I know may people just won’t believe this. They think the best thing we can do, is just keep fighting and prosecuting Massachusetts drug crimes, and drug crimes all across the country. My response is based on three different qualification levels: 1) As a Massachusetts drug crimes lawyer; 2) As someone who has a degree in Economics, and 3) As someone who is a student of history. NO AMOUNT of government arrests and prosecution of drug criminals will EVER eliminate the presence of drug lords, drug dealers, drug users, or drug victims. It is sociologically, politically, and legally impossible. I refer you to one simple word: Prohibition. When the federal government illegalized alcohol in 1920 through the Eighteenth Amendment to the U.S. Constitution, a black market for all kinds of alcohol was created overnight. It took less than a few weeks for major criminal enterprises to erupt, the most famous being led by Al Capone. Thousands of murders were committed; violence in cities and towns across America erupted; tens of thousands of arrests were made. Hundreds of millions of dollars (in 1930’s value) were spent battling it through police departments and court prosecutors, led by Elliot Ness and his “Untouchables.” The end result? Utter failure. Finally, after 13 years and hundreds of millions of taxpayer dollars spent, the federal government woke up and ended prohibition in 1933, through the ratification of the Twenty-first Amendment, which repealed the Eighteenth Amendment. A massive waste.

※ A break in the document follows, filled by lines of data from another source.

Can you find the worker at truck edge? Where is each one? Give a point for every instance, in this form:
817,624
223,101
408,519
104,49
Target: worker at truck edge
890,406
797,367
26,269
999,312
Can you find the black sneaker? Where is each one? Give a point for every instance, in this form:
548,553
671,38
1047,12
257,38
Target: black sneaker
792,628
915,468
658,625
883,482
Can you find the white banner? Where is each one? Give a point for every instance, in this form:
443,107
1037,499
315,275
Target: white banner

If we legalized drugs that are illegal today, we would achieve two positive and immediate effects: 1) We would destroy the power, control, and the wealth that illegal drug organizations now control. Whether drug lords in Colombia and Mexico, or drug dealers on the streets of our cities, they’d be out of business, overnight. The violence and terrorism that surrounds drug use would cease. 2) We could treat users of unhealthy and addictive drugs as health problems, not lock them up as criminals. In the process, we would save billions of taxpayer dollars, make our communities safer places to live, and help addicts recover by putting them in clinics, not jails. As a Norfolk County Massachusetts drug offenses lawyer with decades of experience handling Massachusetts drug cases, I can assure you this is so. For those who are still unconvinced, I suggest they visit this site: Law Enforcement Against Prohibition, a progressive organization of present and former police officers and other law enforcement officials, as well as former prosecutors, who agree: Keeping drugs illegal only creates crime and keeps drug addicts hostage to their addictions.